Myelodysplastic syndrome (MDS) is a group of abnormal clonal disorders with ineffective hematopoiesis, which are incurable with conventional therapy. Of note, MDS features an abnormal bone marrow microenvironment, which is related to its incidence. The hypoxia‑inducible factor‑1α (HIF‑1α) transcriptional signature is generally activated in bone marrow stem/progenitor cells of patients with MDS. To analyze the expression of HIF‑1α in bone marrow mesenchymal stem cells (BM‑MSCs) and the apoptosis and cell cycle features associated with the disease, BM‑MSCs were obtained from 40 patients with a definitive diagnosis of MDS and 20 subjects with hemocytopenia but a negative diagnosis of MDS as a control group.

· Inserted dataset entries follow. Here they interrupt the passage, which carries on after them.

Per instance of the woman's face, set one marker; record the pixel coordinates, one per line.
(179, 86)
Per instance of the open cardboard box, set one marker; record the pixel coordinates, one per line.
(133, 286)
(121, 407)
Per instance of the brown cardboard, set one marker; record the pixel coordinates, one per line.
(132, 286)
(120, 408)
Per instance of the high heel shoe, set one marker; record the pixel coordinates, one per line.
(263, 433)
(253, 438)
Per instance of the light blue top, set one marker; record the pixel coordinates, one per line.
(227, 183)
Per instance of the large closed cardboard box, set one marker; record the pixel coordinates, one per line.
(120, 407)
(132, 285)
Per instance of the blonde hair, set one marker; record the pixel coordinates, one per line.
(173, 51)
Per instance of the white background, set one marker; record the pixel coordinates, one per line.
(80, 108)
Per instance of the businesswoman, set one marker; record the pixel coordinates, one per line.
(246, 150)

Reverse transcription‑quantitative PCR and western blot analyses were used to measure HIF‑1α expression in cells from the two groups and apoptosis and cell cycle were also analyzed and compared between the groups using flow cytometry assays. BM‑MSCs from both the control group and the MDS group exhibited a fibroblast‑like morphology, had similar growth cycles and were difficult to passage stably. It was observed that BM‑MSCs from the MDS group had significantly higher HIF‑1α expression levels than the control group (P<0.05). Furthermore, the BM‑MSCs from the MDS group had a higher proportion of cells in early apoptosis (5.22±1.34 vs. 2.04±0.08%; P<0.0001) and late apoptosis (3.38±0.43 vs. 1.23±0.11%; P<0.01) and exhibited cell cycle arrest. This may be a noteworthy aspect of the pathogenesis of MDS and may be related to high HIF‑1α expression under a hypoxic state in the bone marrow microenvironment. Furthermore, the expression of HIF‑1α in bone marrow tissue sections from patients with MDS in the International Prognostic Scoring System (IPSS) lower‑risk group was higher than that from patients with MDS in the IPSS high‑risk group. These results revealed the role of HIF‑1α as a central pathobiology mediator of MDS and an effective therapeutic target for a broad spectrum of patients with MDS, particularly for patients in the lower‑risk group.